Although she didn’t care to analyse the fact that no other man had made her want to do something so uncharacteristic—only Nikhil.
‘I don’t have anything else to offer,’ he said quietly, as she wondered if she imagined that tinge of regret.
‘I
know.’
‘Be sure, Little Doc, because I’m not in the habit of talking a woman into a situation she might later regret.’
‘The perfect officer and gentleman,’ she quipped, wondering why he wasn’t kissing her already.
He was trying to make sure she had really considered it and, as gentlemanly as that was, it left her with a faint afternote of disappointment rather than relief.
And then his voice grew edgier. Raw. ‘I’m an officer but I’ve never been a gentleman.’
‘Good, then maybe you can start by being a little less gentlemanly now.’ She didn’t know what had got into her, but her mouth seemed to run away with itself, egged on by more carnal parts of her body.

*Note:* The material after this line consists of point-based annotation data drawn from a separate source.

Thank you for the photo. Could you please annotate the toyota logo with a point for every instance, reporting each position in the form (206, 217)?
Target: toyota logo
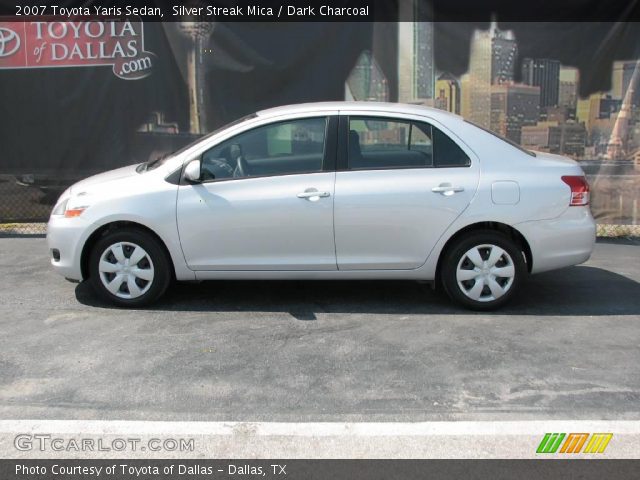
(9, 42)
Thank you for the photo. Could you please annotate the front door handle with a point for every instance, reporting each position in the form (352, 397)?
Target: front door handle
(447, 189)
(313, 194)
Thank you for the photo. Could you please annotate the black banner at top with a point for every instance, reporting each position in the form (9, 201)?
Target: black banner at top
(324, 10)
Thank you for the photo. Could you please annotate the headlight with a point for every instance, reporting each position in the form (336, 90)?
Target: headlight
(71, 206)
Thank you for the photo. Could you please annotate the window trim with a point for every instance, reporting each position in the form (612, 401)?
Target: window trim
(343, 137)
(328, 158)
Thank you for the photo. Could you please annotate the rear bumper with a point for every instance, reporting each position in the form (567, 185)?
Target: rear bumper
(67, 236)
(560, 242)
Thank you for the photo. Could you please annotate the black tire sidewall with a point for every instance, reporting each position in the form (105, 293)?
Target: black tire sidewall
(161, 266)
(464, 244)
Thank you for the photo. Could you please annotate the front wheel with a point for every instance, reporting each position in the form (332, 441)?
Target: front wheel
(129, 267)
(483, 271)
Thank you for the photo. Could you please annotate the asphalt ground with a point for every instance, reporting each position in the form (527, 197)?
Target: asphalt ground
(567, 348)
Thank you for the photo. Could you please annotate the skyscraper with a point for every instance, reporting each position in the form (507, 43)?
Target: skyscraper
(492, 60)
(447, 94)
(367, 80)
(568, 90)
(543, 73)
(512, 107)
(416, 70)
(622, 75)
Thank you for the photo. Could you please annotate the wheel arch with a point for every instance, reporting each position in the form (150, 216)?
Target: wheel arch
(110, 227)
(503, 228)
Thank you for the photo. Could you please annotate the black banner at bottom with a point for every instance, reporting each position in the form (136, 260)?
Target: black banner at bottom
(318, 469)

His eyes gleamed in the faint yellow-orange light and a kind of reckless desire poured through her, making her stomach clench—in a good way. Impulsively, she stepped forward, reached up and pressed her lips to his—finally, finally kissing him.

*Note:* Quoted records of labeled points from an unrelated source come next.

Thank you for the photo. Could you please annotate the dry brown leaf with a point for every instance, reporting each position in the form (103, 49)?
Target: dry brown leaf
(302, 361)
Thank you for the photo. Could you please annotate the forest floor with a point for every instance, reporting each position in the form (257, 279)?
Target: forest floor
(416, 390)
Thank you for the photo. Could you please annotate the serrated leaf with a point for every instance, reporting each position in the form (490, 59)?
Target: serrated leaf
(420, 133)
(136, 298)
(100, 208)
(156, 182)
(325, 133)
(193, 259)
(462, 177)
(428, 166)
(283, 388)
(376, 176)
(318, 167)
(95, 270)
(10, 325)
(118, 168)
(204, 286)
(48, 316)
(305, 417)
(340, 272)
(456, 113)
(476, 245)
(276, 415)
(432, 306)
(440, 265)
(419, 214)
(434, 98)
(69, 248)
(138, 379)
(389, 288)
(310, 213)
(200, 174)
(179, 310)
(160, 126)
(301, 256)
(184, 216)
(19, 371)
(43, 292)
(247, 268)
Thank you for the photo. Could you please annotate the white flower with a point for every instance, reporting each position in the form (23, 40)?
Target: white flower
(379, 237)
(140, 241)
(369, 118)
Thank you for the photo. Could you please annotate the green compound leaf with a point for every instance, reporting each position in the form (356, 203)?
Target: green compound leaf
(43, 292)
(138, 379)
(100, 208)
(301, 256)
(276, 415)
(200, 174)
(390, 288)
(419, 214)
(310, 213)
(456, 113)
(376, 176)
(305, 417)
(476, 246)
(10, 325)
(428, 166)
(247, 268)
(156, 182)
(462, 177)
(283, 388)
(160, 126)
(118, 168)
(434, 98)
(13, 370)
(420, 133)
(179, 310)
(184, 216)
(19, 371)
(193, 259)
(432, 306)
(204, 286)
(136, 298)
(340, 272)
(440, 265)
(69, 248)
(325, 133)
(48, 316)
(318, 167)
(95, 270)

And in that incredible moment it felt as though her whole life was turning on its axis.
CHAPTER FOUR
NIKHIL COULDN’T HELP himself any longer. Or, more aptly, he didn’t want to, not now Isla had initiated their kiss. It was perhaps the hottest thing he could recall experiencing.
He pressed her into the wall until every last inch of her delectable body, with all the delicious heat spilling out of it, was pressed against every last inch of his. And he lowered his mouth to her neck, and indulged. As if he couldn’t help himself.
Perhaps he couldn’t.
Never, in all his years, had Nikhil ever felt so hollow, and needy, and raw. As if he’d die if he didn’t have her. If he didn’t bury himself inside her. Right here. Right now. He, who prided himself on never losing control.
Not since that bleak, black night less than some twenty-odd years ago when, his body black and blue, his ribs cracked, his face bleeding, he’d finally stopped cowering to that monster who’d had no right to ever call himself a father. He’d unfolded himself from a heap on the floor and he’d shown that demon what it really felt like to be a punchbag.
Not that he could remember a moment of it.
To this day, Nikhil still didn’t remember the moment when he’d actually killed his pathetic excuse for a father. He had, of course, because there was no other explanation. Yet he couldn’t remember it. He remembered his father raging, and he remembered wresting the knife from his father’s hands...but then it all went hazy, and the only thing he could remember was being led out of the apartment by a sympathetic policeman whilst they’d put his father in a body bag.